Early on in 2011, I signed up for a mission that I was quickly to regret. I had three months , to pray and hear God’s direction on a hefty decision. The fact that the opportunity had arisen was enough for me, so I launched headfirs.
What followed were months of self-doubt, constant pressure and which evolved into angst. Seeing no other alternative I pressed on and the stress continued to mount. My health declined and I was sleepless on many nights.
After one of Pastor Doug’s sermons on hearing God;s voice, becoming and maintaining one’s spiritual awareness, the pattern of my prayers began to change. At the start of each day, I enquired as to where God was going and what He was doing. Then I asked if I could tag along! To my surprise and delight, God took me with Him daily; that is unless I was unwilling or inattentive – something that happened often. I pushed forward, taking no heed to the voice in my head urging me to my own forays… I had been there and done that! No more!
Little by little, the tide and barrage of life abated. There were increased moments of blissful solitude when I heard from God and felt so relaxed. Those were of course, fleeting moment because I was still hell-bent on my project. The interest was alive and well but I am glad to report that God’s hand kept a firm hold, as I continued to pray and ask His heart’s desire.
The battle for the control of my soul and spirit was raging, more fiercely tha n I had ever known. Now I understand why ignorance is termed as bliss! Oh! the irony. But the intensity of meeting Christ in prayer grew. His Holy Spirit presence developed a longing for His constant companionship. He remained faithful and in response, my yearning to commune with Him evolved.
Within days and for the following weeks, God’s answers started pouring in, thick and fast! I was so relieved. Then surprise was followed by a deep irrational fear about the next step. The chance to openly declare a change of direction has brought intense healing for this now-delivered back-seat driver!

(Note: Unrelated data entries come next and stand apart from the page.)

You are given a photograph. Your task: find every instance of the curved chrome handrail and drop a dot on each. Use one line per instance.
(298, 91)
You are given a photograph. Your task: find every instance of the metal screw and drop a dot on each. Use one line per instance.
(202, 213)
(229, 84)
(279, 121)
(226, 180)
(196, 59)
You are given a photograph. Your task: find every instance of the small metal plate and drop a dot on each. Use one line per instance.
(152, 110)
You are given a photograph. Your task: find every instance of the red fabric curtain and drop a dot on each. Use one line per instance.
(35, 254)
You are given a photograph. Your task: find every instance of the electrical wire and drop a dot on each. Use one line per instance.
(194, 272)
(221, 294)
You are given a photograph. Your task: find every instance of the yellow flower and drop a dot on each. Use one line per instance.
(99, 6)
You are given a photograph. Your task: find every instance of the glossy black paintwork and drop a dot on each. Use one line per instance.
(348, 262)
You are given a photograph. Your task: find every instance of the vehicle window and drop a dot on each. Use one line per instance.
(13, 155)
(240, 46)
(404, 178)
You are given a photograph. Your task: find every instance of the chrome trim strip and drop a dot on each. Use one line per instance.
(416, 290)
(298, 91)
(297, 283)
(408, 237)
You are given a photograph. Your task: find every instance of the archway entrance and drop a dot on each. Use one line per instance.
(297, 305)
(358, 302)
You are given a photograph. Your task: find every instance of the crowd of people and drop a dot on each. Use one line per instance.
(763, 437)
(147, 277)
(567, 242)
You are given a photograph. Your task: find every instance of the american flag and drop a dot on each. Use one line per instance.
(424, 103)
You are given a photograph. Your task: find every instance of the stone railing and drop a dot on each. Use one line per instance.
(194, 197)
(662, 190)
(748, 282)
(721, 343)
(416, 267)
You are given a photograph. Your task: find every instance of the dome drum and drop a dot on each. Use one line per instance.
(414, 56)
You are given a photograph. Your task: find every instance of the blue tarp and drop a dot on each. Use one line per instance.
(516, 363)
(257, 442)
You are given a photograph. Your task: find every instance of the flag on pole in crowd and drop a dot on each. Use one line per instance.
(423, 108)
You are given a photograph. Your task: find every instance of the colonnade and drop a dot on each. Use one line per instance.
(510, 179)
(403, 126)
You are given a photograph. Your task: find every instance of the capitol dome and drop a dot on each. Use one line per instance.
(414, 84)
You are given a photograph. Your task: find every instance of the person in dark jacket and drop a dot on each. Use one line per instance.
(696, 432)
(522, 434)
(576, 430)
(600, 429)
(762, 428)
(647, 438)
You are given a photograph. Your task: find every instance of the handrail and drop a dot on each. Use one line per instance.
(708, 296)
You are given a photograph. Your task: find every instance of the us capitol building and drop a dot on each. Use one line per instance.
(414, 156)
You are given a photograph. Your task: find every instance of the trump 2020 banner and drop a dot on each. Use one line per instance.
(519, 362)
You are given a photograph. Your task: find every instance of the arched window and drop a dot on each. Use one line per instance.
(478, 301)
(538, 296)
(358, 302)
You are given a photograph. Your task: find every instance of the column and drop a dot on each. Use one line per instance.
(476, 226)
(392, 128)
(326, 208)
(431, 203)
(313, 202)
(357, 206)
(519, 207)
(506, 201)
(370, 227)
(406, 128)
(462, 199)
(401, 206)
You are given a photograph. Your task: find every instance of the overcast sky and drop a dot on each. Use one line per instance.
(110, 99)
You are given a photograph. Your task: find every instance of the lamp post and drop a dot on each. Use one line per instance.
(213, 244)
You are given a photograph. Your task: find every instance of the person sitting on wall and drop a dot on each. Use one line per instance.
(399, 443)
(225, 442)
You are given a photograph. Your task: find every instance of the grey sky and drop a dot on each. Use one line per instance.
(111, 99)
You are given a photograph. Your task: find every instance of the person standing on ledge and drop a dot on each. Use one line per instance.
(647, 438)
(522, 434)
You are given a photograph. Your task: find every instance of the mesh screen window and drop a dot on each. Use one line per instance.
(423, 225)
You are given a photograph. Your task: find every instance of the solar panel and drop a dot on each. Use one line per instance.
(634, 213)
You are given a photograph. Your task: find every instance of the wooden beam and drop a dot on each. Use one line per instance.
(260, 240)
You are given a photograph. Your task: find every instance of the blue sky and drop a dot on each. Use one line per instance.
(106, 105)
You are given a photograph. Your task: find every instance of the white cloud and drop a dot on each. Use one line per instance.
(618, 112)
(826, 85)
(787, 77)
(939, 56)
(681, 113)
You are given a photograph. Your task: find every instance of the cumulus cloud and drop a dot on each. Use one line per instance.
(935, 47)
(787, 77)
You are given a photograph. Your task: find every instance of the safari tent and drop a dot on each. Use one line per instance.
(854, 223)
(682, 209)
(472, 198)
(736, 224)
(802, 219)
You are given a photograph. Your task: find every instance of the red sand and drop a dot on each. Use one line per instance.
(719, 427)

I pressed in, with the support of Margo, Anne-Marie, Julissa, Bindi. These dear friends chose to keep me accountable with love. I was able to relax, clear my head and respond with clarity. I asked them to pray with me and they did so frequently, without delay, doubt or complaint. The real meaning of pride comes from proactive hunting of prey by the lionesses. These ladies form a formidable pride!
It has been a long and bumpy ride but I am so glad to be getting off. Thank you dear lionesses (my dear, dear friends) and special thanks as always, to The Lion of Judah! May His name be glorified for transforming us all!